Employers Beware: New York Has Passed Some Sweeping Changes to its Discrimination and Harassment Laws

On August 12, 2019, Governor Cuomo signed into law a bill that makes changes to New York's discrimination and harassment laws. These changes follow his signing of two other bills on July 10, 2019 that concern equal pay and salary history.  The changes go into effect beginning October 2019 and at various points over the next year.

Summed up, and in general terms, here are some of the changes:

Pay Equity: Equal wages must be provided for employees performing the same or "substantially similar" work under "similar working conditions."

Salary History: Employers are prohibited from soliciting information from an applicant or an employee regarding wage or salary history.

Burden of Proof for Harassment Claims: Employees no longer need to establish that harassing conduct was "severe or pervasive" to prove that harassment has occurred in the workplace; rather, they can now establish a lesser standard by showing that they were merely subjected to "inferior terms, conditions, or privileges of employment." This change is applicable to all claims of harassment - not just sexual harassment.  

Interestingly, and little discussed so far, is a change in the way discrimination is viewed.  Whether or not discrimination has occurred will be viewed through the eyes of the "reasonable victim" of discrimination as opposed to the "reasonable person," which is the current legal standard.  This means that if the victim of alleged discrimination feels that he or she has been discriminated against, this is sufficient, regardless of whether, objectively, a reasonable person may not see the conduct as discriminatory. 

Faragher-Ellerth Defense: Under existing law, once an employee establishes his or her initial burden of showing that he or she was harassed in the workplace, the employer often had a defense, known as the Faragher-Ellerth defense, if the employee did not complain about the harassment to the employer. However, under the new framework, the fact that an employee did not complain is no longer a defense for an employer.

Non-Employees in the Workplace: Similar to last year's change that protected non-employees in the workplace from sexual harassment, non-employees in the workplace are now protected from all forms of unlawful discrimination.

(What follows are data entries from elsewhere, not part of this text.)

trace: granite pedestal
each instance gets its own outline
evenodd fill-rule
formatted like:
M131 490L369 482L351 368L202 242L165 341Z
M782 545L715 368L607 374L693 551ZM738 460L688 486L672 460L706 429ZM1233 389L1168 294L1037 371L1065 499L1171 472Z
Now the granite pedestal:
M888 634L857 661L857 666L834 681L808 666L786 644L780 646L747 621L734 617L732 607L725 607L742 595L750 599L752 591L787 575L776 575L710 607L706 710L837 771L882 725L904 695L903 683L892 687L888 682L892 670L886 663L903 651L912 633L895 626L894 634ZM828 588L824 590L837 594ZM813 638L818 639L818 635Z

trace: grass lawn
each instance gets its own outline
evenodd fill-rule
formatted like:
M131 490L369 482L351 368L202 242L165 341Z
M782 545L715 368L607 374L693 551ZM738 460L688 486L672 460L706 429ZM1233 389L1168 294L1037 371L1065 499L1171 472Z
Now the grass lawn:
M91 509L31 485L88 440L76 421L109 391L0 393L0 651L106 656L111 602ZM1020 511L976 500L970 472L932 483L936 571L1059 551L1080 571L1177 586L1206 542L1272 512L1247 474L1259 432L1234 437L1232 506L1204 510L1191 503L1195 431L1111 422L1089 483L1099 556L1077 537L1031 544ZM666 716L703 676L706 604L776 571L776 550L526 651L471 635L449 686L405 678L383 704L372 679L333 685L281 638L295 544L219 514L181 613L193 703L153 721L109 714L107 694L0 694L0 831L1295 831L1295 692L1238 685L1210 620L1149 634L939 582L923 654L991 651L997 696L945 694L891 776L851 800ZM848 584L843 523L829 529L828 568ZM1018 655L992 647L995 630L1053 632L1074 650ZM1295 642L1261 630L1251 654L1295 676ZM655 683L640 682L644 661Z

Non-Disclosure Agreements: Until now, it was not uncommon for employers to require their employees to resolve all workplace disputes in confidential binding arbitration, not court. It was also common for workplace discrimination and harassment claims to settle, and in a settlement agreement a provision was included prohibiting employees from disclosing the facts regarding the settlement. Now, similar to last year's change regarding the settlement of sexual harassment complaints and the limitation on the use of mandatory arbitration agreements, NDAs are prohibited for all forms of unlawful discrimination and harassment unless confidentiality is the employee's preference.

Damages and Attorneys' Fees: Punitive damages are now available in cases of unlawful employment discrimination, and attorneys' fees can be awarded to a prevailing employee. While the provision of attorneys' fees now aligns New York state law with federal law, the provision for uncapped punitive damages now provides for greater remedies than presently permitted under federal law.


The Bottom Line: The new laws are a continuation of certain changes to laws that took effect last year. Together these changes have resulted in a significant alteration of discrimination and harassment law in New York State.  The changes will arguably make it easier for employees to plead and prove sexual harassment and other harassment claims, and will also incentivize employees with the potential for increased damage awards. You can also expect that the revised legal standards, coupled with the expansion of actionable harassment claims beyond just sexual harassment, will result in an increase in litigation.

Moreover, previously, state law was interpreted consistently with federal law. However, that will likely no longer be the case. In those cases in which an employee brings claims under federal, state and city law, a court may now need to apply three different legal standards, which will further complicate the litigation of these types of cases.

Employers should ensure that their harassment and discrimination prevention training complies with the new legal standards, and that their procedures for preventing harassment and discrimination are consistent with current best practices. Employers should also review their form employment, confidentiality, arbitration, separation, settlement and other agreements in light of the new laws concerning arbitration and non-disclosure provisions.